Trevor McMahon

Personal information
- Full name: Trevor George McMahon
- Born: 8 November 1929 Wellington, New Zealand
- Died: 12 March 2026 (aged 96) Wellington, New Zealand
- Batting: Right-handed
- Role: Wicket-keeper

International information
- National side: New Zealand (1955–1956);
- Test debut (cap 73): 13 October 1955 v Pakistan
- Last Test: 3 February 1956 v West Indies

Career statistics
| Competition | Test | First-class |
| Matches | 5 | 37 |
| Runs scored | 7 | 449 |
| Batting average | 2.33 | 9.97 |
| 100s/50s | 0/0 | 0/0 |
| Top score | 4* | 42 |
| Catches/stumpings | 7/1 | 84/14 |
- Source: ESPNCricinfo, 1 April 2017

= Trevor McMahon =

New Zealand cricketer (1929–2026)

Trevor George McMahon (8 November 1929 – 12 March 2026) was a New Zealand cricketer. A wicket-keeper, he played for New Zealand in five Test matches between October 1955 and February 1956. From October 2020 until his death, McMahon was the oldest living New Zealand Test cricketer.

==Biography==
McMahon was born in Wellington on 8 November 1929. He studied engineering at Wellington Technical College between 1943 and 1948, playing cricket and rugby for the school. He served an apprenticeship with the railways as a fitter and turner.

He made his first-class debut for Wellington in 1953–54 when Wellington's regular wicket-keeper Frank Mooney was touring South Africa with the Test team. Mooney retired after the 1954–55 Plunket Shield season, and McMahon returned to the side for Wellington's match against the touring MCC. He was selected for the tour of Pakistan and India in 1955–56, where he and his fellow wicket-keeper Eric Petrie each played four of the eight Tests. McMahon played the First Test against the West Indies in New Zealand later that season, but then lost his place to Sammy Guillen, who had topped the batting averages in that season's Plunket Shield. McMahon married a nurse, Dulcie Perry, in Wellington in January 1956, immediately after returning from the tour of Pakistan and India. In his brief Test career, McMahon took seven catches, made one stumping, and scored seven runs in seven innings.

Mike Curtis took over the wicket-keeping for Wellington for the next three seasons, but McMahon returned in 1959–60. Oddly for someone whose last 16 first-class innings had produced only 43 runs, McMahon opened the batting throughout the 1959–60 season. He scored 42 in the first match against Central Districts and 41 in the next against Otago, but only 29 in the next three matches, and he returned to the tail in 1960–61. In 1960–61, he set a new record for the Plunket Shield when he made 23 dismissals (22 caught, one stumped) in the season.
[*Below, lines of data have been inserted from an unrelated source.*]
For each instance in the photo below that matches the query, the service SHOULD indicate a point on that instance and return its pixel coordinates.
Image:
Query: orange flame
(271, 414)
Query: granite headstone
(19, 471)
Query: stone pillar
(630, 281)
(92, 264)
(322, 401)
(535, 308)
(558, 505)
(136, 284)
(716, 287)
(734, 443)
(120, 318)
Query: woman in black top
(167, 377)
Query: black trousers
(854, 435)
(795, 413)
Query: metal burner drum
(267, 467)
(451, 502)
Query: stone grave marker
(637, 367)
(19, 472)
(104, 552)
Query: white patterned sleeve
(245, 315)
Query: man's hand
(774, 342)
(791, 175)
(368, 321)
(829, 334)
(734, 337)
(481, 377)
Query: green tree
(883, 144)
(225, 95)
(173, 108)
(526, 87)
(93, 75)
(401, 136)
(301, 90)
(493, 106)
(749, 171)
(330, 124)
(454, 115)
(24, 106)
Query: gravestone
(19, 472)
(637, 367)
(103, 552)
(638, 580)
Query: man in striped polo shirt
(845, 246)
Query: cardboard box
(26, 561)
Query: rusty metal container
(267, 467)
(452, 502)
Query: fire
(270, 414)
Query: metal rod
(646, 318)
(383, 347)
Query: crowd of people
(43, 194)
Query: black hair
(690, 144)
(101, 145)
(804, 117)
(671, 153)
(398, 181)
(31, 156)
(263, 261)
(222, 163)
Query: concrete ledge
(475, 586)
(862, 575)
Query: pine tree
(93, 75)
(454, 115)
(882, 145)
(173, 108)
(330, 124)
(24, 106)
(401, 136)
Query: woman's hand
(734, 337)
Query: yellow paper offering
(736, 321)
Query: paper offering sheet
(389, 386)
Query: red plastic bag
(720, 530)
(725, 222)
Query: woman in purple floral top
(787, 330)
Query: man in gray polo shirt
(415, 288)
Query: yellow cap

McMahon played for Wellington throughout the 1961–62 season when the Test team was touring South Africa, but the new Test wicket-keeper Artie Dick took over Wellington's wicket-keeping in 1962–63, and McMahon played only a few more matches in 1963–64 and 1964–65.

Following the death of John Richard Reid on 14 October 2020, McMahon became the oldest surviving New Zealand Test cricketer. McMahon and his wife Dulcie were married for 64 years and had four sons. In his final years he lived in a retirement village in the Wellington suburb of Kilbirnie. He died there on 12 March 2026, at the age of 96.